Your Influence Counts ... Use It! The SPOTLIGHT by Liberty Lobby

Reprinted from www.libertylobby.org, home of The SPOTLIGHT archive

Here's How to Stop IRS Abuse

  • A widespread computer nightmare could be a blessing in disguise for Americans.
The SPOTLIGHT Staff

Rep. Steve Largent (R-Okla.) May have the cure to the public's problem with the Internal Revenue's fear of an impeding computer freeze with the coming millennium.

The answer is Largent's H.R. 2490 (SPOTLIGHT, Oct. 13).
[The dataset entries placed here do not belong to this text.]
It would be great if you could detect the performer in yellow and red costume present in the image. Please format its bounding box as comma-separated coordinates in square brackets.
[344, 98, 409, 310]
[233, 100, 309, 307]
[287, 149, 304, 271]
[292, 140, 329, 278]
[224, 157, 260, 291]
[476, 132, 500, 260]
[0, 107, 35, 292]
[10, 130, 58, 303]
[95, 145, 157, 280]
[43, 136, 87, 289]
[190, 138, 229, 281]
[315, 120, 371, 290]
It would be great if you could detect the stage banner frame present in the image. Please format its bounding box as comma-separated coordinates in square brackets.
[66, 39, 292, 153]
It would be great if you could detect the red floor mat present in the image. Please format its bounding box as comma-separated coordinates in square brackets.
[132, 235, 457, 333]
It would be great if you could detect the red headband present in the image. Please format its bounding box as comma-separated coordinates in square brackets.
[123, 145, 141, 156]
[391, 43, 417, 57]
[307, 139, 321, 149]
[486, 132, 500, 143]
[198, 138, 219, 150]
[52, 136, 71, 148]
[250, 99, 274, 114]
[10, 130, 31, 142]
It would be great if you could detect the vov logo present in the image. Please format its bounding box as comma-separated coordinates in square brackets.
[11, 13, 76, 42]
The congressman's bill would terminate the Internal Revenue code on December 31, 2001.

If that plan were simply pushed up two years, that is, eliminating the code on December 31, 1999, taxpayers would save billions of dollars the government is estimated to be spending to prepare IRS and other federal computers for the year 2000.

Experts, of example, claim it costs between $1 to $2 per line of code to prepare business computers for life in the next millennium. Businesses and government agencies have billions of lines of computer code to search.
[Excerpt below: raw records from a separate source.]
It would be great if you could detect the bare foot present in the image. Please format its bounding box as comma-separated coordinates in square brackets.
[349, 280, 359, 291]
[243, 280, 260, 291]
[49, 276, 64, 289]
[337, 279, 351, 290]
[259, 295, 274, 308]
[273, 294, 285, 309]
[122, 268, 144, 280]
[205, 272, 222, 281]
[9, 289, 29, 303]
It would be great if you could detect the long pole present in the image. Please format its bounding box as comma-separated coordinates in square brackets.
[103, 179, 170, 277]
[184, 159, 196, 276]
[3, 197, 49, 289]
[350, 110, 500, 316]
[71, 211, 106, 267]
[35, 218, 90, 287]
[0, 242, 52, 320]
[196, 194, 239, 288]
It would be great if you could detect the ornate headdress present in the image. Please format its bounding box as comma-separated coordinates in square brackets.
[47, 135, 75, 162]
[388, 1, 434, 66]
Banking giants are worried about AD 2000 as well. They want to buy some time just in case international financial institutions do not have a corrected system in place by 2000.

Visa International and MasterCard International have told banks not to issue new cards with expiration dates past 1999.

The problem is, computer programs have historically kept track of the year portion of dates using only two bytes of storage, according to Glenn Farkas, the "Internet Patriot." For example. 1997 would be represented as 97.

When we enter the next century, most experts say, computer systems, programed years ago will suffer a massive breakdown New Year's Day, 2000.